It features contributions from Mary Bennett, who moved from County Clare to Galway in the late 1950s, built a business empire up from a souvenir stall in the Great Southern Hotel to a popular store (The Treasure Chest) located on Shop Street, Jimmy Griffin, who is a member of the fourth generation of Griffin's Bakers, established in 1876, and Pat McPhilbin, who worked in a bakery on Shop Street as a young boy and now cleans the streets for the Galway Corporation to a soundtrack of classical music.
It features contributions from Thecla Hartmann, who met her husband for the first time on O'Connell Street, and later asked him to dance for "Lady's Choice" in Cruises Hotel, Joe Malone, a regular of The White House Pub for approximately fifty years who fought in the Todds fire of 1959, Liam Hanley, whose childhood was spent living over the now demolished Listons Medical Hall on O'Connell Street (run by his father), and Mark Liddy, a local historian and tour guide in Limerick.
It features contributions from Dick O'Sullivan, a local boy who had various jobs on the street and who played music in one of the shop windows, Louise Lee, who came to Cork during the 1960s and opened a Chinese restaurant on Patrick Street with her husband, Declan Hassett, whose girlfriend discarded him under Mangon's clock only for the relationship to redevelop and for him to later propose marriage to her at that same location and who spent some time working with the Irish Examiner, and Kay Bermingham, who grew up outside the city but is now a tour guide inside it.

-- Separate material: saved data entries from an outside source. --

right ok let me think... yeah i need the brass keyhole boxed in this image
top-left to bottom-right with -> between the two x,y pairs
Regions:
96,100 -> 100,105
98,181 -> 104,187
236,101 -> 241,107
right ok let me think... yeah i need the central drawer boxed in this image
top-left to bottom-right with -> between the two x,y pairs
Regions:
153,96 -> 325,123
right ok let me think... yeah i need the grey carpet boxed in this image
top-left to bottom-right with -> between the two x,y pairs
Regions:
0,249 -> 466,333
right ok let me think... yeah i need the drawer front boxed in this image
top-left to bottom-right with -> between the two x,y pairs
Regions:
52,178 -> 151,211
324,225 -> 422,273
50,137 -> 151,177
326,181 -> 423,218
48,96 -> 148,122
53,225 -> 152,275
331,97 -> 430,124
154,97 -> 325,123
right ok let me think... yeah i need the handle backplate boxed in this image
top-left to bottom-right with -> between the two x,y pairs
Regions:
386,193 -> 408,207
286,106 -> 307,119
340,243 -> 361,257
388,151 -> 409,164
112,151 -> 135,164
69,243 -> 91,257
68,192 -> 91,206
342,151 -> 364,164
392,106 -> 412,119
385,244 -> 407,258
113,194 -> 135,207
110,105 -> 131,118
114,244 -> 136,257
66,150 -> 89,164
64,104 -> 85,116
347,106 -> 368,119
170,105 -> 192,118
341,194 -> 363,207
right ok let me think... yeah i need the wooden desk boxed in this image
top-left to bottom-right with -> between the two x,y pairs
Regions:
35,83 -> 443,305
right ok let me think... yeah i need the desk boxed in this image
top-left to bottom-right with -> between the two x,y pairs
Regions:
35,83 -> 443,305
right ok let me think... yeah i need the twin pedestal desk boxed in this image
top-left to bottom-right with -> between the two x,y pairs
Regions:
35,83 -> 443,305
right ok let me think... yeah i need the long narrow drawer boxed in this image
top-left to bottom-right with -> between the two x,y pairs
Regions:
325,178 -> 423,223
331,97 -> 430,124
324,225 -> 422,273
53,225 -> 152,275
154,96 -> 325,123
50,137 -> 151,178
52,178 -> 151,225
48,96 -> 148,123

It features contributions from Pat Shortis, who has received recognition for his charity work and was the Grand Marshal of the 2008 Saint Patrick's Day parade, Anne Ryan, who entered into the family business of an electric shop at seventeen years of age when her mother became unwell, Jim Bourke, who left the priesthood and became a tailor in the family business of a big drapery store and Frank Kavanagh, who has had many different jobs on High Street and was an auxiliary fire fighter but now works in Kilkenny Castle.
The series was well received by critics and the media, with newspapers in cities such as Galway and Limerick advertising the episode in which their street was featured.